Allerdings gibt es ein folgenschweres Missverständnis: Nicht nur im Silicon Valley herrscht die Annahme, dass Menschen hauptsächlich über positive Emotionen in Interaktion treten. Dieser dramatische Vorzeichenfehler verkennt unsere Psychologie. Tatsächlich belegen unzählige Studien, dass wir messbar schneller und intensiver auf negative Impulse wie Angst, Wut, aber auch Ekel reagieren.

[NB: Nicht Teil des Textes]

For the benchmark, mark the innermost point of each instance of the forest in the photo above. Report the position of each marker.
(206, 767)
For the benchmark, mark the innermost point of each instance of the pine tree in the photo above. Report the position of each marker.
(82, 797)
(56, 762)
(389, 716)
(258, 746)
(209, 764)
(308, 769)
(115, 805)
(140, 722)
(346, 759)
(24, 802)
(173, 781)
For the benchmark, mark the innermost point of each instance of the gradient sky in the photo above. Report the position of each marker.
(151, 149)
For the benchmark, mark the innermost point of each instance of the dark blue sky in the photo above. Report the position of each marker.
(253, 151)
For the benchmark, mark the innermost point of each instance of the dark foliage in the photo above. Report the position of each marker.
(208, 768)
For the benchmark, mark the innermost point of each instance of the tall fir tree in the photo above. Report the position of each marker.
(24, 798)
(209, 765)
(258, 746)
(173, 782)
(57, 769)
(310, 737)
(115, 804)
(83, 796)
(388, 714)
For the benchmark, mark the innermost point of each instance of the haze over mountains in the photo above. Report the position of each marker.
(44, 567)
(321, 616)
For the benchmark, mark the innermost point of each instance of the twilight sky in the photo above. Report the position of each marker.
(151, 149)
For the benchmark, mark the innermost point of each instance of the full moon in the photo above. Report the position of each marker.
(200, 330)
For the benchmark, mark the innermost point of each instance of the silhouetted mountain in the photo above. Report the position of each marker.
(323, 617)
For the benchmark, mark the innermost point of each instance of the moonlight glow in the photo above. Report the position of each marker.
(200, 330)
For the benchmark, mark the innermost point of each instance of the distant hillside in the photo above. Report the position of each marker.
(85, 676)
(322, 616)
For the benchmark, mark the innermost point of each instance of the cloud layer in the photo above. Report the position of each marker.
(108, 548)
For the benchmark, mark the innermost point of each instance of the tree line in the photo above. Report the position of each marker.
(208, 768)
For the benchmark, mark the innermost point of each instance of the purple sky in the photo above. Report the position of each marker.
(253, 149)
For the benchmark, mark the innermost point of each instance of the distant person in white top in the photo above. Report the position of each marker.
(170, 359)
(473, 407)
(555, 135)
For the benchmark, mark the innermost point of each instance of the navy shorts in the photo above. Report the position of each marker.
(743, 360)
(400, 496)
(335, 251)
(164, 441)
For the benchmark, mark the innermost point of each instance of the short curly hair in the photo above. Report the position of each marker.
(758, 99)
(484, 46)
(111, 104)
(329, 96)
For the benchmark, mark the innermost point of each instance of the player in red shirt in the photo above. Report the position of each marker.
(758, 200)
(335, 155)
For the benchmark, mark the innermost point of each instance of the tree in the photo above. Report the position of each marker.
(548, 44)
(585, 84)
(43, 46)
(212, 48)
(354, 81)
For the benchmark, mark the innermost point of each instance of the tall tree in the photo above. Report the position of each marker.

Der Grund liegt in unserer Evolutionsgeschichte: Den Homo Sapiens gibt es seit ca. 300.000 Jahren, davon haben unsere Vorfahren in mehr als 99 Prozent der Zeit fast exklusiv ums Überleben gekämpft. Eine bedrohliche Umwelt, Krankheiten, vor allem aber das Gewaltpotential unserer Artgenossen haben unsere Wahrnehmung aus gutem Grund für das Erkennen von Bedrohungen geschult. Daher gibt es eine ganz ausgeprägte Hierarchie im Spektrum unserer Emotionen, bei der Angst mit Abstand an erster Stelle steht.
In den letzten 200 Jahren haben Gesetze, technischer Fortschritt und Durchbrüche in der Medizin viele existentielle Bedrohungspotentiale dramatisch reduziert, jedoch passt sich das Gehirn in so kurzer Zeit nicht an die neue Sicherheitslage an. Das heißt: Unsere Wahrnehmung ist noch immer vom Überlebenskampf geprägt. Oder anders gesagt: Unser Gehirn hat sich in einer Zeit geformt, in der wir von den Annehmlichkeiten der modernen Welt noch nichts wussten.